Разумеется, в отличие от дворянства, такая незначительная устойчивость купеческих родов связана была с экономическими факторами: потрясения на отечественном или заграничном рынке, неосторожная предпринимательская деятельность, изменения в конъюнктуре приводили в лучшем случае к сползанию в низшие гильдии, а то и к возврату в «первобытное состояние». Разорившийся дворянин все равно оставался дворянином, передавая свое дворянство детям, а разорившийся и не имеющий возможность заплатить гильдейские сборы купец переставал быть купцом. Но любопытно, что Аксенов отметил и чисто физиологический спад: в фамилиях, находившихся на стадии подъема или достигших первогильдейства, рождаемость была выше, нежели в родах, клонившихся к экономическому упадку, вплоть до их пресечения (4; 136).

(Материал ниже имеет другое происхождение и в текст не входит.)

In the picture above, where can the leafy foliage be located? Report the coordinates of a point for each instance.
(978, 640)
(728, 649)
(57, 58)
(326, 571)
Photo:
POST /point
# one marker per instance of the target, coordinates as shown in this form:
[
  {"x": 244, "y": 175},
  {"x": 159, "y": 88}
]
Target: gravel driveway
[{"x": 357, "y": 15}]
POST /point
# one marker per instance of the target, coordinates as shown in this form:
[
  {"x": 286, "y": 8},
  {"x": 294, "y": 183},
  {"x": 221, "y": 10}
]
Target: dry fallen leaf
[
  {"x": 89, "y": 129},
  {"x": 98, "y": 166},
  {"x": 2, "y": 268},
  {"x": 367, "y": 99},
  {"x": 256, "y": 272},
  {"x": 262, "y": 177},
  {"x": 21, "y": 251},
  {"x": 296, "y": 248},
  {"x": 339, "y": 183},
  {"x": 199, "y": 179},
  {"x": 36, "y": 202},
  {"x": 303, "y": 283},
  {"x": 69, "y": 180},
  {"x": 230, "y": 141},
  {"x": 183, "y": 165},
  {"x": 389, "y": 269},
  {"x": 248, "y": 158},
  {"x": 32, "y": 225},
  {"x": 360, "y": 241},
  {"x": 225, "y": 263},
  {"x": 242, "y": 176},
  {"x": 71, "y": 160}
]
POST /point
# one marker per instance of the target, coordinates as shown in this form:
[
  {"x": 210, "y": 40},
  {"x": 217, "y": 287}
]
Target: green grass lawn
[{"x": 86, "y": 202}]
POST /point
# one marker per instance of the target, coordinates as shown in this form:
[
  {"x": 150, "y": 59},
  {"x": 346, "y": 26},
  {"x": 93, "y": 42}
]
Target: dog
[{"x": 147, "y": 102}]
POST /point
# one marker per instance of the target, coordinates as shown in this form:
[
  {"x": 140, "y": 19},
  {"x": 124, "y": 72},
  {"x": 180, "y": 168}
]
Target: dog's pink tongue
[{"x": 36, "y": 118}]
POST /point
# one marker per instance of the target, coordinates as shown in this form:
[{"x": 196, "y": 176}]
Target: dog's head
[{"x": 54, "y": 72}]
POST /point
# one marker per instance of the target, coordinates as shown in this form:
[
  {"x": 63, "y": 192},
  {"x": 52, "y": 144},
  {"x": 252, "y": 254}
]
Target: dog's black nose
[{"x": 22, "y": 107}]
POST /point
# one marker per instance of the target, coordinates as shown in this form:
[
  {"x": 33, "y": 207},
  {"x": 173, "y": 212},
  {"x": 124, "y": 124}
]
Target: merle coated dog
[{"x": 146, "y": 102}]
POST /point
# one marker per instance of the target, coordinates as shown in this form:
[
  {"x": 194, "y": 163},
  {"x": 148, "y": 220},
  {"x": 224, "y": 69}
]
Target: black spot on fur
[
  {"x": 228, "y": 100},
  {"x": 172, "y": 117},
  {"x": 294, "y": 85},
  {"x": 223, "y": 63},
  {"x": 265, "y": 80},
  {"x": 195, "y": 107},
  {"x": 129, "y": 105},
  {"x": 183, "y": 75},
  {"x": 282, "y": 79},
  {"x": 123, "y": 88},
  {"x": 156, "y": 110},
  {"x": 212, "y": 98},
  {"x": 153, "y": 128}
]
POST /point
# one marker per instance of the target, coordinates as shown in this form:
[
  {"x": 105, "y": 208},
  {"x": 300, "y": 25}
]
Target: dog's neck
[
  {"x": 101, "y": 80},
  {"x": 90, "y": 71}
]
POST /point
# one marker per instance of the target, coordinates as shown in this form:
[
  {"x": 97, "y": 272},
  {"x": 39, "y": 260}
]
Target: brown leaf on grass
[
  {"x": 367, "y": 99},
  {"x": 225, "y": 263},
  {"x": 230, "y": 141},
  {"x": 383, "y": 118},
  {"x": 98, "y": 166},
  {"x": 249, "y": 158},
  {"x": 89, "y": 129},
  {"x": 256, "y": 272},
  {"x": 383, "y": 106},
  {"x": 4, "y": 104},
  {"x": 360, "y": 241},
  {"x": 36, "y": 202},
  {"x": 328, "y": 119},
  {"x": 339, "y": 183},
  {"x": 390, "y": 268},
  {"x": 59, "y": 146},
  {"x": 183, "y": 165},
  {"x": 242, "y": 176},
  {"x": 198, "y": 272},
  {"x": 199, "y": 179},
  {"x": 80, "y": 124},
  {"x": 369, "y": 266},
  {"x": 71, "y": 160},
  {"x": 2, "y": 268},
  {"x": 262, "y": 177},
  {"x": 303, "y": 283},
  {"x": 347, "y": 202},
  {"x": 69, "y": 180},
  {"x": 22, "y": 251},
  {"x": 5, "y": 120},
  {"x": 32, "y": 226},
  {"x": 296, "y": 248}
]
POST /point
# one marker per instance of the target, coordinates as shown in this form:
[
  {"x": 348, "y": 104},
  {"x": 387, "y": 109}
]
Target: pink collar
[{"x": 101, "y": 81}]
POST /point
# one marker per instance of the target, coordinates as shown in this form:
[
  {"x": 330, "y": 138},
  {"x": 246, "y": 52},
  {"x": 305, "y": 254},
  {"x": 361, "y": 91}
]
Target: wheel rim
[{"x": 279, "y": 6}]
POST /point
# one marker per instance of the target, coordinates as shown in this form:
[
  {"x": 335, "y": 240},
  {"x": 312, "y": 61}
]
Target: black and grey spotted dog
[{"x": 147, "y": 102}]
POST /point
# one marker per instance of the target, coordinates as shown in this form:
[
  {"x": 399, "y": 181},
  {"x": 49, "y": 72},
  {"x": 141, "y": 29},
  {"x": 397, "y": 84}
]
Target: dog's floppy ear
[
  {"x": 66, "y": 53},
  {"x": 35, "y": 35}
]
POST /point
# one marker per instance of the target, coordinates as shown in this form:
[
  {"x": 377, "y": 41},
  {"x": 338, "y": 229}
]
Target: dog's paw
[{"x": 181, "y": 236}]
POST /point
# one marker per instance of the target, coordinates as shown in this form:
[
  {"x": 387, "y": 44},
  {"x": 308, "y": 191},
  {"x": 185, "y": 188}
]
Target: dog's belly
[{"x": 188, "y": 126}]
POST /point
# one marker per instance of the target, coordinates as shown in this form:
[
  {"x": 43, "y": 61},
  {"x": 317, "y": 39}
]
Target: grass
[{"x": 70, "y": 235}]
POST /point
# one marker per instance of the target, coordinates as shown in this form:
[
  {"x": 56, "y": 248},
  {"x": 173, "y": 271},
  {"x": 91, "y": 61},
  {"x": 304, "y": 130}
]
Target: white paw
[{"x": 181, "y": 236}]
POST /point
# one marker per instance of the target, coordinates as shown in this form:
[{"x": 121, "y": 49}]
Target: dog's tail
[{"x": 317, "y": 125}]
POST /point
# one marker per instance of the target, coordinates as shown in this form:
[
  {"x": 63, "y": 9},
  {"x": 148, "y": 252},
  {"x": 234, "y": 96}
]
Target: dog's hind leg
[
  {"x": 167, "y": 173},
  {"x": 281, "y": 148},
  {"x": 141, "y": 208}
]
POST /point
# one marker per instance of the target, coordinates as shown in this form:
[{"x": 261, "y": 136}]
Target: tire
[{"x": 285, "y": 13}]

К концу XIX в. старое «кондовое» купечество вообще начинает вытесняться дельцами нового типа, унаследовавшими от своих предшественников только гибкую совесть. Аристократ древнего рода барон Н. Е. Врангель со скуки (в буквальном смысле этого слова) пустился в предпринимательство, оказавшись к 1900 г. председателем правлений Амгунской золотопромышленной компании, спиртоочистительных заводов, Российского золотопромышленного общества, Электрического общества «Сила», директором Алтайского, Березовского, Ленского и Миасского золотопромышленных товариществ. Стало быть, он знал ситуацию в предпринимательстве изнутри. В своих «Воспоминаниях» он рассказывает о многих дельцах разного типа, в том числе о своем предместнике по двум из перечисленных обществ: «Российскому золотопромышленному обществу, – пишет он, – принадлежали почти все паи Амгунской золотопромышленной компании и несколько тысяч акций Ленского общества, так что я стал в первом председателем и во втором – членом правления. И тут открылось невозможное. Мой предшественник, как распорядитель Амгунской компании, продал почти за семь миллионов ничего не стоящие паи этого товарищества и, как председатель Российского, их у себя же купил. Фокус этот, стоивший Российскому обществу почти шесть лишних миллионов, был проделан, конечно, с согласия членов правления этого Общества» (44; 280). Недурная проделка купца с его «твердым купеческим словом». Скоробогач-выскочка, беззастенчивый биржевой спекулянт, а не Третьяковы, как раз стали типичными фигурами в «динамично развивавшейся» России. Такими, как описанный Врангелем Ахвердов, искавший нефть в окрестностях Грозного, готовый продать участок ввиду грозящего разорения и неожиданно баснословно разбогатевший благодаря забившему фонтану нефти: «Извержение продолжалось больше года и принесло владельцу фонтана десятки миллионов. Позже он продал свое дело компании Лежуа за десять миллионов и уехал жить в Вену. Десять лет спустя он умер в Петербурге в общей палате Мариинской больницы для бедных, не оставив после себя ни копейки. Свое громадное состояние он потерял на биржевых спекуляциях» (44; 264–265).